How do higher-ranked health-care systems work? There is no single answer. The systems of countries #1 (France) to #36 (Costa Rica) differ on how the costs are split up, how physicians are paid, who owns the hospitals, what is the role of primary-care doctors, and who pays for pharmaceuticals, among other features. The systems, however, fall into three broad categories. First, there are universal multi-payer systems in countries like Germany and France. While these countries have multiple "sickness insurance funds," their health systems differ greatly from the United States' private-insurance system. The insurance funds in France and Germany are funded by taxes rather than insurance premiums and are tightly regulated by their governments. Then there are single-payer systems such as in Canada and Sweden. In these countries, the government offers a single insurance system that provides coverage to all citizens. Finally, there are countries, such as Great Britain and Spain, which have national health services. Unlike the others, these are not insurance systems at all. Instead, the government owns hospitals and employs health-care providers directly. Even under single payer or national-health systems, private insurance companies may offer supplemental coverage.

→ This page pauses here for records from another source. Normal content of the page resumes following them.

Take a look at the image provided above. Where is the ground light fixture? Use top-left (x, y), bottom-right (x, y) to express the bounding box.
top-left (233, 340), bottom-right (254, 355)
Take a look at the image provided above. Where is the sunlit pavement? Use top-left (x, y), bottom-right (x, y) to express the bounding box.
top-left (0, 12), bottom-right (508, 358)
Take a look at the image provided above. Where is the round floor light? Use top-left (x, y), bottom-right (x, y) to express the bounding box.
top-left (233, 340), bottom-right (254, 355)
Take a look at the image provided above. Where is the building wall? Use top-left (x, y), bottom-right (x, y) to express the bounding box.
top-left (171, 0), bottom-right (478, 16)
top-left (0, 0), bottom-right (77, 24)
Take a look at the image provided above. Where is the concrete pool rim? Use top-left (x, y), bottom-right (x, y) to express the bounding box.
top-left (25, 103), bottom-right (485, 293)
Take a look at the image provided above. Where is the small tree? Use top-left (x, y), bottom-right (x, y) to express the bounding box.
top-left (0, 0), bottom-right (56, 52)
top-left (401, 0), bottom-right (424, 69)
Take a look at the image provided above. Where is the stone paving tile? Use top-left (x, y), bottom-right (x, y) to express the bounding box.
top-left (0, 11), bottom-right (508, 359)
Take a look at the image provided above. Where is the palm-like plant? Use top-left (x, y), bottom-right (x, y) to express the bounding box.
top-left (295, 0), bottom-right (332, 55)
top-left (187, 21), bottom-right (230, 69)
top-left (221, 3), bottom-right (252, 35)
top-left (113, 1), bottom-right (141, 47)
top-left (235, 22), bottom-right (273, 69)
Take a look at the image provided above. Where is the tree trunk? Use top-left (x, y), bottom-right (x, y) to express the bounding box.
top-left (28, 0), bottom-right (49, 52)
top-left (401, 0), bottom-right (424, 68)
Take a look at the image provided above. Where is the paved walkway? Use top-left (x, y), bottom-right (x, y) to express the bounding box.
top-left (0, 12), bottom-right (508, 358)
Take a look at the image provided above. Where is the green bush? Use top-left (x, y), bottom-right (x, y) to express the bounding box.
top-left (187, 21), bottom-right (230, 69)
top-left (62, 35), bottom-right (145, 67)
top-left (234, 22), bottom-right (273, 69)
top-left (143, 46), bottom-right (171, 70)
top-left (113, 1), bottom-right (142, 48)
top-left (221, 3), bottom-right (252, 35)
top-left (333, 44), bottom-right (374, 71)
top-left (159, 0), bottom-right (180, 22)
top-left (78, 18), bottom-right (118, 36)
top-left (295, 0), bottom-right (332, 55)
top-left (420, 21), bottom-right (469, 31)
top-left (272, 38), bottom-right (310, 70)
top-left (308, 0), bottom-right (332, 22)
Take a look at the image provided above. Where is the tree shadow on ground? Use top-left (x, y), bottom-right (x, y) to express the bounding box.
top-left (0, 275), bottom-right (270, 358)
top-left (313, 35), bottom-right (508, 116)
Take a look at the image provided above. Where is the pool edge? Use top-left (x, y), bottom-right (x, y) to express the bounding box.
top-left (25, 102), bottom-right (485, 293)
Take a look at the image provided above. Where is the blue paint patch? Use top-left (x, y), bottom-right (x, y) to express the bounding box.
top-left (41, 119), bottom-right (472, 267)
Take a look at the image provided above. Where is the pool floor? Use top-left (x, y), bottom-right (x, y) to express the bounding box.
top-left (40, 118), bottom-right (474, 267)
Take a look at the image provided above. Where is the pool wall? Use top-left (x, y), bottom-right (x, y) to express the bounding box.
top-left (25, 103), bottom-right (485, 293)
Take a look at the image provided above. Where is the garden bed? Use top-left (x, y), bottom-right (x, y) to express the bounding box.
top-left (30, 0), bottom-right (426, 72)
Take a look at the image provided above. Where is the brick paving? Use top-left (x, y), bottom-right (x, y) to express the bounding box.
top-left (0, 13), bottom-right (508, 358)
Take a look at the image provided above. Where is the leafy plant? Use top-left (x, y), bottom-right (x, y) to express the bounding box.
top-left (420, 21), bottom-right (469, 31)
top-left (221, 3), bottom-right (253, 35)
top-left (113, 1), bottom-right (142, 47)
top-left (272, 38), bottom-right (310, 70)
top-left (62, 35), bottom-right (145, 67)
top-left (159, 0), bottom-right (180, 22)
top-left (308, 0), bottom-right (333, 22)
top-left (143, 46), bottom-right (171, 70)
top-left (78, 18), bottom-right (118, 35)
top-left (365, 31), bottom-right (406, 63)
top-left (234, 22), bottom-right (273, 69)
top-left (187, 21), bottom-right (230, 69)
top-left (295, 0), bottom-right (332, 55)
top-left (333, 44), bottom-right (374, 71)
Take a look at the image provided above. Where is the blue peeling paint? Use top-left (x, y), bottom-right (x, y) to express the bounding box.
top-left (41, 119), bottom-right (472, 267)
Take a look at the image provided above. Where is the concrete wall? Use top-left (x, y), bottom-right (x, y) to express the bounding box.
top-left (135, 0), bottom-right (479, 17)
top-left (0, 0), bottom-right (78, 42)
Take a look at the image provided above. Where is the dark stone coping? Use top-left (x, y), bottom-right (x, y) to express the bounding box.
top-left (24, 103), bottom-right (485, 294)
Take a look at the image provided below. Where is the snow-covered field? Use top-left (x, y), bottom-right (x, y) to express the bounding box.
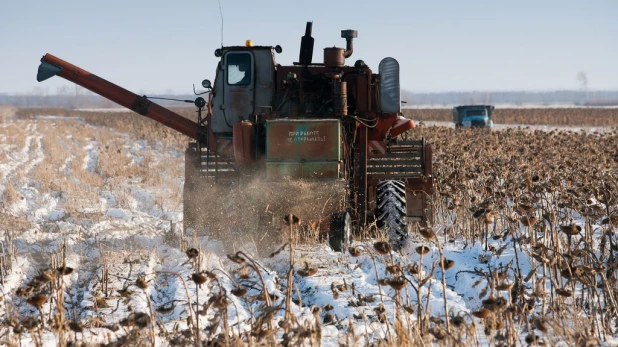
top-left (0, 110), bottom-right (612, 346)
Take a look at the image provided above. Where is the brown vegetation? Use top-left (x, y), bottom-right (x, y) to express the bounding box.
top-left (403, 107), bottom-right (618, 127)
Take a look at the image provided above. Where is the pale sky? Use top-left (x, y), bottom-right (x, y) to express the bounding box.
top-left (0, 0), bottom-right (618, 94)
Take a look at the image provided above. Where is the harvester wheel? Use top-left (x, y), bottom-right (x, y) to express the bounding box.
top-left (376, 181), bottom-right (408, 251)
top-left (328, 212), bottom-right (352, 252)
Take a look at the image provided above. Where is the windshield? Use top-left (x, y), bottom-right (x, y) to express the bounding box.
top-left (227, 53), bottom-right (251, 86)
top-left (466, 110), bottom-right (486, 117)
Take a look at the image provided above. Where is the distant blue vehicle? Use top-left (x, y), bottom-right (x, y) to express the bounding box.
top-left (453, 105), bottom-right (495, 128)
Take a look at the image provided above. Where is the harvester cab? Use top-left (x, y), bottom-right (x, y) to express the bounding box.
top-left (207, 40), bottom-right (282, 133)
top-left (37, 22), bottom-right (433, 251)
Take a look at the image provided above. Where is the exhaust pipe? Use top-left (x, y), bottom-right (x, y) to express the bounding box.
top-left (298, 22), bottom-right (314, 65)
top-left (341, 29), bottom-right (358, 58)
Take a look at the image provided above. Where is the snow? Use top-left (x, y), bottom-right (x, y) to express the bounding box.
top-left (0, 111), bottom-right (617, 346)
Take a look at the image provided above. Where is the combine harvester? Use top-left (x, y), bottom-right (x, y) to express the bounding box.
top-left (453, 105), bottom-right (495, 129)
top-left (37, 22), bottom-right (433, 251)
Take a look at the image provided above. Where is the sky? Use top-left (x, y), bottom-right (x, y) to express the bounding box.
top-left (0, 0), bottom-right (618, 94)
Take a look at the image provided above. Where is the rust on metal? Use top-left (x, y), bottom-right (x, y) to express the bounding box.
top-left (324, 47), bottom-right (345, 67)
top-left (41, 53), bottom-right (199, 139)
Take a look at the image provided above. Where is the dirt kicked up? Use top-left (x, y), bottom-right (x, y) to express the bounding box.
top-left (0, 110), bottom-right (618, 346)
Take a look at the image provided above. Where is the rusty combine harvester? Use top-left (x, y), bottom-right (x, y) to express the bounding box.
top-left (37, 22), bottom-right (433, 251)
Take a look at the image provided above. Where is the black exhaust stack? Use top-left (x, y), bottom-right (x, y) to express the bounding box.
top-left (298, 22), bottom-right (313, 65)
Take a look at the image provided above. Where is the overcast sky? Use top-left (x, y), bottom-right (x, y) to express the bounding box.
top-left (0, 0), bottom-right (618, 93)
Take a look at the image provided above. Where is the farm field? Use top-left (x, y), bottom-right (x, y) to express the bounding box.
top-left (0, 108), bottom-right (618, 346)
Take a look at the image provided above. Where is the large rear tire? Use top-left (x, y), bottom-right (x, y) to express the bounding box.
top-left (328, 212), bottom-right (352, 252)
top-left (376, 181), bottom-right (408, 251)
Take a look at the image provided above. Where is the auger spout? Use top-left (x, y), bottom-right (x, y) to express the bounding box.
top-left (37, 53), bottom-right (200, 140)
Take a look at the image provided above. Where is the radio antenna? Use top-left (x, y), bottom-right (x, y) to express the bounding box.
top-left (218, 0), bottom-right (223, 47)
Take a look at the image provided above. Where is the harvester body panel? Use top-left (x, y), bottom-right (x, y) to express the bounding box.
top-left (266, 119), bottom-right (341, 180)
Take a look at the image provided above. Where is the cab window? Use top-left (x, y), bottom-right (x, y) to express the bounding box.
top-left (227, 53), bottom-right (251, 86)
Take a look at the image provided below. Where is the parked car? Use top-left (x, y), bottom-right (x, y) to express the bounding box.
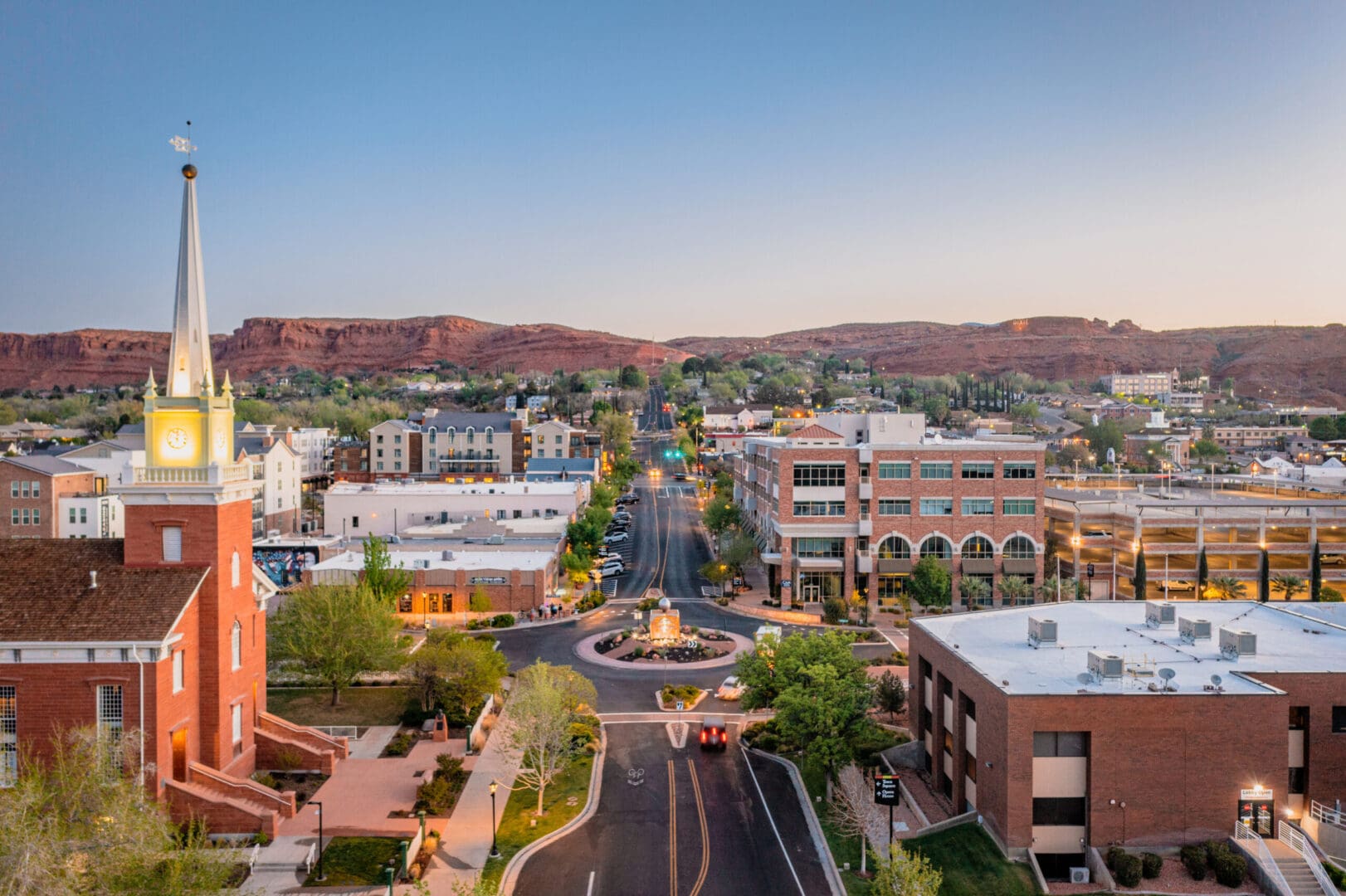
top-left (714, 675), bottom-right (743, 699)
top-left (701, 716), bottom-right (729, 752)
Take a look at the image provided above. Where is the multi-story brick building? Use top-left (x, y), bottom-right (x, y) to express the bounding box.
top-left (734, 414), bottom-right (1045, 606)
top-left (0, 455), bottom-right (99, 538)
top-left (906, 601), bottom-right (1346, 877)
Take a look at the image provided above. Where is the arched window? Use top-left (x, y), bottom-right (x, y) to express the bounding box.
top-left (878, 535), bottom-right (911, 560)
top-left (920, 535), bottom-right (953, 560)
top-left (963, 535), bottom-right (995, 560)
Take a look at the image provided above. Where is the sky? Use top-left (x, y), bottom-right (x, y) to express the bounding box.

For all their differences, other countries publicly regulate the provision of health care more closely than the United States. Defenders of the U.S. system often decry these alternatives as forms of "rationing" and "bureaucracy." The United States, however, already has plenty of both, courtesy of the private, profit driven system. Every HMO or managed-care arrangement in the United States rations care - permitting a patient to see a specialist only if referred by a primary-care physician, refusing to cover certain treatments altogether - while the system as a whole rations care according to ability to pay. And even the Wall Street Journal admits that the U.S. system "has accumulated a massive bureaucracy that simply doesn't exist in other countries." Perhaps one fourth of so-called "health care" workers "do nothing but paperwork."

It should not come as any surprise that, for our unmatched levels of spending, the United States gets less than it pays for. What the U.S. system has - inefficiency, red tape, and big profits - is expensive. What it lacks - universal coverage- is priceless.

 

Phineas Baxandall is a member of the D&S collective.